Perry was able to confirm a mechanism for a programmable target loop, and a short time later, they repeated the whole process for identifying and confirming that the second loop was a programmable donor loop. This suggested to Perry and Durrant that the RNA acts as a “bridge” between target and donor DNA to enable recombination by the IS621 recombinase (Box 2)

Then came the eureka moment, where the entire picture of their computational and experimental data came together. Perry and Durrant had discovered a single-effector recombinase system that uses a bridge RNA with two distinct binding loops that can be independently reprogrammed to bind and recombine diverse DNA sequences (Fig. 4). “We realized it was programmable on both [the donor and target] ends, which was completely unprecedented,” said Perry. 

Fig 4. A bispecific bridge RNA recognizes target and donor DNAs The IS621 bridge RNA contains two internal loops: the target-binding loop (blue) and donor-binding loop (orange). The target-binding loop comprises two key regions that base-pair with the top and bottom strands of the target DNA, respectively: the left target guide (LTG) base-pairs with the left side of the bottom strand of the target DNA (left target; LT), while the right target guide (RTG) base-pairs with the right top strand of the target DNA (right target; RT). The donor-binding loop has an analogous architecture, with a left donor guide (LDG) base-pairing with the bottom strand of the left donor (LD) and a right donor guide (RDG) base-pairing with the top strand of the right donor (RD). Importantly, the core dinucleotide is included in every one of the base-pairing interactions (LTG-LT, RTG-RT, LDG-LD, and RDG-RD), resulting in an overlap between the right top and left bottom strand pairings and suggesting a key role for bridge RNA-core interactions for recombination. [Durrant, Perry et al.]

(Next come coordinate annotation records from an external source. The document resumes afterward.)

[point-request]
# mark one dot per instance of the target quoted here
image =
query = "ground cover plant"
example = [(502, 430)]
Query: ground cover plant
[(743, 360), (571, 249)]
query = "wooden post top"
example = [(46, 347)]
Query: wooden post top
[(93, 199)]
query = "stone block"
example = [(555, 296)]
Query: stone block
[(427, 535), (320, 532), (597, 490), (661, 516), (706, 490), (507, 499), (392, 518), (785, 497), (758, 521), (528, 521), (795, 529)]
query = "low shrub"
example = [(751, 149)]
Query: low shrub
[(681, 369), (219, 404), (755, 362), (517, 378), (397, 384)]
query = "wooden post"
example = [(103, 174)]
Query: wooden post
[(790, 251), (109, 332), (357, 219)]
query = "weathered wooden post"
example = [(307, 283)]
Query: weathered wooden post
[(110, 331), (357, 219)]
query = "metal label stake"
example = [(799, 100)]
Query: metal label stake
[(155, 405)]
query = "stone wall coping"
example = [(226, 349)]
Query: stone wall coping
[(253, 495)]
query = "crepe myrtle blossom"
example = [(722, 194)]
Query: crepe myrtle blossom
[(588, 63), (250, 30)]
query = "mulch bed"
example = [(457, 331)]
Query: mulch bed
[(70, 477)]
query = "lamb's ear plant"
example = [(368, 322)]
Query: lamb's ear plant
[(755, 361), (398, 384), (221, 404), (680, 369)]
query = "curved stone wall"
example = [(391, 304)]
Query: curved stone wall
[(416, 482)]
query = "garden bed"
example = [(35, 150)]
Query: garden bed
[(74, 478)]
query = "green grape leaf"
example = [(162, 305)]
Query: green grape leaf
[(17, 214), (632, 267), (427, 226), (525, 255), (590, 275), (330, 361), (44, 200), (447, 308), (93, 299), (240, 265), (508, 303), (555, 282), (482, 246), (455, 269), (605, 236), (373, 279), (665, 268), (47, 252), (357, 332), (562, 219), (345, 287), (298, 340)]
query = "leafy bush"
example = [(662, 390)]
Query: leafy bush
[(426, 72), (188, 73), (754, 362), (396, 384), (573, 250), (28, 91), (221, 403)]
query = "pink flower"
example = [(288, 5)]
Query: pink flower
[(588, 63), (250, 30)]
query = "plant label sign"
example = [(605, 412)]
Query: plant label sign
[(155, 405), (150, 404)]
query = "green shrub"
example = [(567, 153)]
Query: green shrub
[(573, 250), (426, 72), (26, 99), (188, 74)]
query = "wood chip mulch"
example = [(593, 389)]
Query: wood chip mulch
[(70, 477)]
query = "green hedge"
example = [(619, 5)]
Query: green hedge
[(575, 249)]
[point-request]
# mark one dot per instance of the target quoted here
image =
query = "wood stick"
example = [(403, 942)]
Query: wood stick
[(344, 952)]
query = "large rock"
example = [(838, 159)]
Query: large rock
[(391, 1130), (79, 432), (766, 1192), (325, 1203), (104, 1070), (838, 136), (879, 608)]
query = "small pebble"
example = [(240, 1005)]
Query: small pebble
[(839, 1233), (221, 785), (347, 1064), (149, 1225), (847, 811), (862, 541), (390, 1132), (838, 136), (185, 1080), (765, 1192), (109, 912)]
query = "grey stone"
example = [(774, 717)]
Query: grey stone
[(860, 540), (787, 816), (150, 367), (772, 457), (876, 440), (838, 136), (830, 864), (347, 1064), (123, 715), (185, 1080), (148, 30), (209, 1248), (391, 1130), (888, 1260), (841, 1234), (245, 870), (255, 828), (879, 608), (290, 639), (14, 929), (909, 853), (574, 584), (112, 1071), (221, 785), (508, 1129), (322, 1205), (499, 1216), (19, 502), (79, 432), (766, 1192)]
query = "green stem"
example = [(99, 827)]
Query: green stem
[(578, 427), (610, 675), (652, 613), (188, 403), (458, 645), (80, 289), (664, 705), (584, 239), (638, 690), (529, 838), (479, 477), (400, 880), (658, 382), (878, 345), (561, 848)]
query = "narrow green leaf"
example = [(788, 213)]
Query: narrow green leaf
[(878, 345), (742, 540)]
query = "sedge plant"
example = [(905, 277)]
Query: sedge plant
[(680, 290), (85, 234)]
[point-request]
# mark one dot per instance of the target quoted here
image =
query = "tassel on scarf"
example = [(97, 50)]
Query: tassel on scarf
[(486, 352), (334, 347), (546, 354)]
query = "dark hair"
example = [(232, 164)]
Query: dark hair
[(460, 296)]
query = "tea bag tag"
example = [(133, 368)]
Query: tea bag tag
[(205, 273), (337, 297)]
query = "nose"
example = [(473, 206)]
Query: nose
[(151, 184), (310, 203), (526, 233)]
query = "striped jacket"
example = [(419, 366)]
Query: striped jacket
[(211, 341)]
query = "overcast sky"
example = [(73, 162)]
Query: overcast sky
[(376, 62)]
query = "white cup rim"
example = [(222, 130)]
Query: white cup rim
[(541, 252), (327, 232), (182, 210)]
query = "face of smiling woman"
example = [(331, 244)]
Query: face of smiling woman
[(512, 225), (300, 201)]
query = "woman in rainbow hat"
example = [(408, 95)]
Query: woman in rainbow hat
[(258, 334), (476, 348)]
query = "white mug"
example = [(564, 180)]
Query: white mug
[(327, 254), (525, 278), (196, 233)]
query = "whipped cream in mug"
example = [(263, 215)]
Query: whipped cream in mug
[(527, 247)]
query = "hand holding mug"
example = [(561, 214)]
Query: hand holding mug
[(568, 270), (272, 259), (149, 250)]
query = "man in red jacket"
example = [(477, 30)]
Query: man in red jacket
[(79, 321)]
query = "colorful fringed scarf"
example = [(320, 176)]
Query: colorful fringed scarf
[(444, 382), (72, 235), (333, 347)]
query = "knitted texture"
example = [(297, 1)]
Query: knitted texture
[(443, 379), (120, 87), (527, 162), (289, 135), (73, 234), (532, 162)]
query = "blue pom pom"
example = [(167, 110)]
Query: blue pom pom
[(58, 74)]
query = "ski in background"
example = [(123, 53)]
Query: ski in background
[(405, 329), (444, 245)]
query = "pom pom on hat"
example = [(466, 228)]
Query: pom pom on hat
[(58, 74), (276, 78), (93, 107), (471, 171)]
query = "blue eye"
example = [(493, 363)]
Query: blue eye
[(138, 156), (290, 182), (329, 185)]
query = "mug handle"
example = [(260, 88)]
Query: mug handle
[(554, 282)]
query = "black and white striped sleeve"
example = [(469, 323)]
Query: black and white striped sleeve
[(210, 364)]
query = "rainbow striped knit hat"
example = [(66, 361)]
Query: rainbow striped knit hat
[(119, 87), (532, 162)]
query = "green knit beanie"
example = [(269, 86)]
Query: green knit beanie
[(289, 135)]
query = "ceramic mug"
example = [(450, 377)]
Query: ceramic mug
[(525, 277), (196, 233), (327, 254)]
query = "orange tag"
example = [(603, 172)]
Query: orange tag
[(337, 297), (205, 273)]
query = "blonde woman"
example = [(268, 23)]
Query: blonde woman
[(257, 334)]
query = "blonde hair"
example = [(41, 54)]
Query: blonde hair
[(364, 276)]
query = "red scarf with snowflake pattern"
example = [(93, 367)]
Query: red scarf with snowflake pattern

The team went on to demonstrate that the modularity of each loop of the bridge RNA can facilitate the recombinase system to execute sequence-specific insertions, inversions, and excisions. This meant that the bridge RNA-guided single effector system provided “a unified, programmable, and modular mechanism for the fundamental DNA rearrangements required for genome design,” says Hsu. “We discovered a conceptually distinct mechanism of RNA-guided self recognition for a mobile genetic element and capitalized upon this mechanistic feature to enable a new method of genetic engineering.” 

A GUI for genome engineering 

Since the early days of bacterial artificial chromosomes (BACs) and yeast artificial chromosomes (YACs), assembling large sections of DNA has been technically incredibly challenging. As the field has moved towards making synthetic minimal genomes, the field has been limited to relatively short DNA synthesis and assembly techniques. With the concept of genome design in mind, Hsu explains the significance of these bridge RNAs in computer terms—they’re basically like a program that allows the user to install and uninstall packages. 

“The Xerox Alto was the first computer ever sold with a mouse and a graphical user interface (GUI),” said Hsu. “It was invented just off the street from where Arc [Institute] is today at Xerox PARC. It gave humans for the first time a simple and intuitive way to interact with information. Guide RNAs act like that mouse cursor to interact with nucleic acids in a large genome. What we’ve been doing so far is basically punching individual nucleotides and changing them, like punch-card programming. We want something that can operate at a much higher level of abstraction to design genomes. That’s where all of this is going.” 

Nature has invented it, and there are probably many more programmable systems. And Hsu will keep on looking to see what other biotechnology doors he can unlock.